Respondi então prontamente:
- Eu não fui comedida, eu fui espontânea. Se nada aconteceu entre nós dois até agora, foi porque eu não me senti suficientemente atraída para que acontecesse e sinceramente estou aliviada. Pensei que o problema estava em mim. Você é um cara legal, mas sinceramente eu não consigo pensar em estar com alguém que acha louvável que eu controle minha libido só para provar que eu tenho algum valor. Por favor, vamos para a casa. Para a minha, bem entendido.
Sim, pessoas. Eu usei quase estas mesmas palavras, pois eu já ensaiei este discurso. Aliás, eu já dei este conselho mil vezes, mas nunca imaginei que eu não saberia reconhecer um "Doido Moralista" logo de cara. Na verdade, nunca achei que fosse cruzar o caminho de um deles, pois a minha pré-seleção sempre filtrou estes tipos. Percebi, sinceramente que não sirvo para isso. Aliás, o meu problema não é com o moralismo (ou a falta dele) em si, mas sim com a hipocrisia da coisa. Surge então, todo o papo de elogiar minha conduta antes de nossa suposta prima nocte. Como se eu tivesse sido uma boa menina e merecesse alguma recompensa. Eu não mereço "recompensa" nenhuma. E é bom que ele saiba que eu sou uma garota má, no bom sentido, e que isto não é necessariamente ruim (nem bom). E só não vou falar mais sobre esse assunto porque não sou daquelas que queima sutiã e não tenho vocação para ser sindicalista, ou influenciar pessoas.
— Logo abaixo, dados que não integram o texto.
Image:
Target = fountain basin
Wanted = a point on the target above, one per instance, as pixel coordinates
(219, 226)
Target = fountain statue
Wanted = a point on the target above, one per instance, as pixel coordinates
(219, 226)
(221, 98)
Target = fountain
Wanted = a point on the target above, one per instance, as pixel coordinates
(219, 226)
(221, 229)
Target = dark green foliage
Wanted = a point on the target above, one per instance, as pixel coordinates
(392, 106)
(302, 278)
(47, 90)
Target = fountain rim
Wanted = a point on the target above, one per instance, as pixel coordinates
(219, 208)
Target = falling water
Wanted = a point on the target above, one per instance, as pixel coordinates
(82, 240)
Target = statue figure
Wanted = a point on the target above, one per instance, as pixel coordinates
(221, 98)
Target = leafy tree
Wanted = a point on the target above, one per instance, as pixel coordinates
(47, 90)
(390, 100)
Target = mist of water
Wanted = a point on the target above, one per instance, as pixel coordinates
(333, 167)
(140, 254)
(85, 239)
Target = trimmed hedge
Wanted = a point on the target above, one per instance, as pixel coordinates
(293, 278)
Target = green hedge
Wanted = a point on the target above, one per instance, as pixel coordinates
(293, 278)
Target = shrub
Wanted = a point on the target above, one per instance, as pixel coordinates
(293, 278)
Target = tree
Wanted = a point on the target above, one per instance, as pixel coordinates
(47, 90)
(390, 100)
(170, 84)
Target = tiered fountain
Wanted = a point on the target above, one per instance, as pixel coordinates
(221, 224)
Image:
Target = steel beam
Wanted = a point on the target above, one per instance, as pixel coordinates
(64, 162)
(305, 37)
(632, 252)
Não é segredo, eu jogo! Não é errado jogar, as relações são baseadas nisso. Mas a cada ponto ganho, no meu jogo – segundo as regras que eu gosto de seguir – ganha-se o direito de ver um pouco da tal espontaneidade que (dizem por aí) eu tenho.
Agora, se isso é bom ou ruim, cabe ao jogador descobrir no decorrer da partida e desistir (ou não) de jogar. A partir do momento em que eu não posso ser espontânea, não é mais o jogo adequado. Torna-se "dissimulação" e eu não sou destas, beijos!
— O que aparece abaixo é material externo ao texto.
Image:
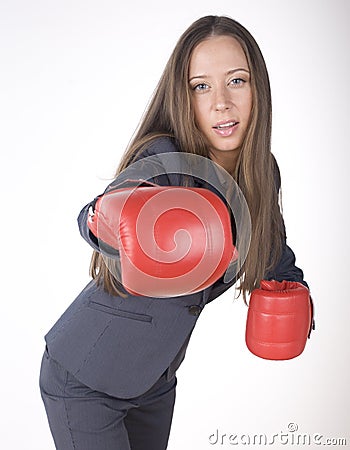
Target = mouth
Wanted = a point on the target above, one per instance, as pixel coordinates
(224, 125)
(225, 129)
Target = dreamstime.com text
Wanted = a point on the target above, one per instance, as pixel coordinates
(289, 437)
Lembretes e notas mentais:
1. Nunca pedir para um amigo músico-sensível "ir lá na frente e tocar uma música que tenha a minha cara". Sempre há o risco dele tocar "Hard Woman" dos Rolling Stones. E isso pode não ser muito legal, considerando a letra da música (Aqui).
2. Tatuagens, sempre em número ímpar.
3. Acabei de ler "Nana", um mangá/shoujo. Nunca fiquei tão "tocada" com um mangá. Exceto por Death Note (sim, eu sou destas - que lê mangá).
Para ler ouvindo B.B. King com "Just a little bit of love", num cantinho obscuro do Bourbon Street, num dia daqueles. Mas daqueles mesmo, pois B.B. King requer "circunstância".